Tuesday, April 5, 2011

Review: Between Shades of Gray by Ruta Sepetys

Between Shades of GrayTitle: Between Shades of Grey
Author: Ruta Sepetys
Series: Stand Alone
Pages: 352
Published: Available now from Philomel Books
ISBN: 9780399254123
Source: traded for ARC

Description: Lina is just like any other fifteen-year-old Lithuanian girl in 1941. She paints, she draws, she gets crushes on boys. Until one night when Soviet officers barge into her home, tearing her family from the comfortable life they've known. Separated from her father, forced onto a crowded and dirty train car, Lina, her mother, and her young brother slowly make their way north, crossing the Arctic Circle, to a work camp in the coldest reaches of Siberia. Here they are forced, under Stalin's orders, to dig for beets and fight for their lives under the cruelest of conditions. Lina finds solace in her art, meticulously—and at great risk—documenting events by drawing, hoping these messages will make their way to her father's prison camp to let him know they are still alive. It is a long and harrowing journey, spanning years and covering 6,500 miles, but it is through incredible strength, love, and hope that Lina ultimately survives.

I Give This ...

I must have had a great history teacher in high school because this subject is suppose to be buried and not very well known.  But I remember learning about the atrocious acts against his own people that Stalin commited during World War II.  All of these while an ally of of the US, Great Britain, etc.  But then Russian history in the 20th century is bloody and cruel.  I think anyone who thought otherwise was kidding themselves.

I held my breathe the day the NKVD came into Lina's house and took her family.  It's one of those things that you know what's coming and you can't help but feel that panic and confusion that Lina and her family must have felt.  These people were treated in the same manner that the Jews were by Hitler.  Only the world wasn't watching in horror.  They were loaded on to trains like cattle with little food and water.  They died from diseases that could have been prevented or cured.  They were forced thousands of miles from their homes all because Stalin had labeled them political prisoners, or accused them of crimes they had never committed.  They were forced to work long and hard hours for the little amount of food they were given and nothing more.  They had to beg and steal from the soldiers and guards watching them just to survive.  

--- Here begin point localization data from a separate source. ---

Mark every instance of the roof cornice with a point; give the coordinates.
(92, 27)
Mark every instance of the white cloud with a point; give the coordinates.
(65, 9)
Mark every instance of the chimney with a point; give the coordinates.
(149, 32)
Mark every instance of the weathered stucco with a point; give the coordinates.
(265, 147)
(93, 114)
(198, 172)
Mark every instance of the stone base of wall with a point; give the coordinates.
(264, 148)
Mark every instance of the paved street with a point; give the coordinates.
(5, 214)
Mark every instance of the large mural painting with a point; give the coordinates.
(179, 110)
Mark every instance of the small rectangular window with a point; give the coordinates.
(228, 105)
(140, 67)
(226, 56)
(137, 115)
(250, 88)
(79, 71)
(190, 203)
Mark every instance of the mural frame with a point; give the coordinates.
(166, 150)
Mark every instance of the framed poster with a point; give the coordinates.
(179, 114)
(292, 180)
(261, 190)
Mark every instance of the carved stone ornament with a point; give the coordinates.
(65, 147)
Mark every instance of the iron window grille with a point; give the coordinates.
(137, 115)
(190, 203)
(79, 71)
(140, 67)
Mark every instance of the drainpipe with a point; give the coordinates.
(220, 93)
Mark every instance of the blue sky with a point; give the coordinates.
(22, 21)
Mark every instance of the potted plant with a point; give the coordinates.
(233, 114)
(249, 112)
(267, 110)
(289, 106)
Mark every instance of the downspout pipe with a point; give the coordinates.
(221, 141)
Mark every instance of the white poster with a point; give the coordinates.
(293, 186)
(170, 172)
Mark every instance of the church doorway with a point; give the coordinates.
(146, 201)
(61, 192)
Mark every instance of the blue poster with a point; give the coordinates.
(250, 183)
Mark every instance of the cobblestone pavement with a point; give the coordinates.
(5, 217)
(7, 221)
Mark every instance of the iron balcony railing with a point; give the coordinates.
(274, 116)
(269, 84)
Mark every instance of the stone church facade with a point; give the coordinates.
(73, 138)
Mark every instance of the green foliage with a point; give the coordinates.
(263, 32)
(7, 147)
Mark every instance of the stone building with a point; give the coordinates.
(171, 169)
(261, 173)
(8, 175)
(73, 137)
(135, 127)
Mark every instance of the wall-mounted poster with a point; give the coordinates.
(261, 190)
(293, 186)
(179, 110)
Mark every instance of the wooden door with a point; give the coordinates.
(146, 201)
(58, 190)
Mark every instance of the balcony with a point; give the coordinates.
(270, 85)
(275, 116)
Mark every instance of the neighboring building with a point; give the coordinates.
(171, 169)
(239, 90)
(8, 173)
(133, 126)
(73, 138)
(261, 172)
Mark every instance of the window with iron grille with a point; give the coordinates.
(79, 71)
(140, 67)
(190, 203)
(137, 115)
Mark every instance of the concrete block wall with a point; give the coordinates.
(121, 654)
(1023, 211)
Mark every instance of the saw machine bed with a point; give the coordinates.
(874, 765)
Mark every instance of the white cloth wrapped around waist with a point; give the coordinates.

It was horrible reading about it.  I'm surprised I didn't cry throughout this book.  But, I think it's because I've learned throughout history that the human race is not always kind to it's fellow man.  It's something that should not be forgotten, but sadly I'm sure history at some point will repeat itself.  The way ray of light throughout this story is Lina herself.  She never gives up hope.  She's surprisingly resilient for a 15-year-old girl.  She continues to try and send letters and pictures to her father in the hopes that one day they will be reunited.  She stands her ground and doesn't lose herself or her principles in her struggle to just survive.  And through it all she finds love.

I really wanted to give this 5 stars, and the story itself is a must read.  But, I didn't really like the ending.  I knew it wouldn't have happy one, because really how could it.  But then ending gave you the hope that things were going to be better, that they were saved.  And yet, you know that Lena and her family don't go home for many more years after that by the epilogue.  Were things better after that fateful arrival or was it many more years of the same?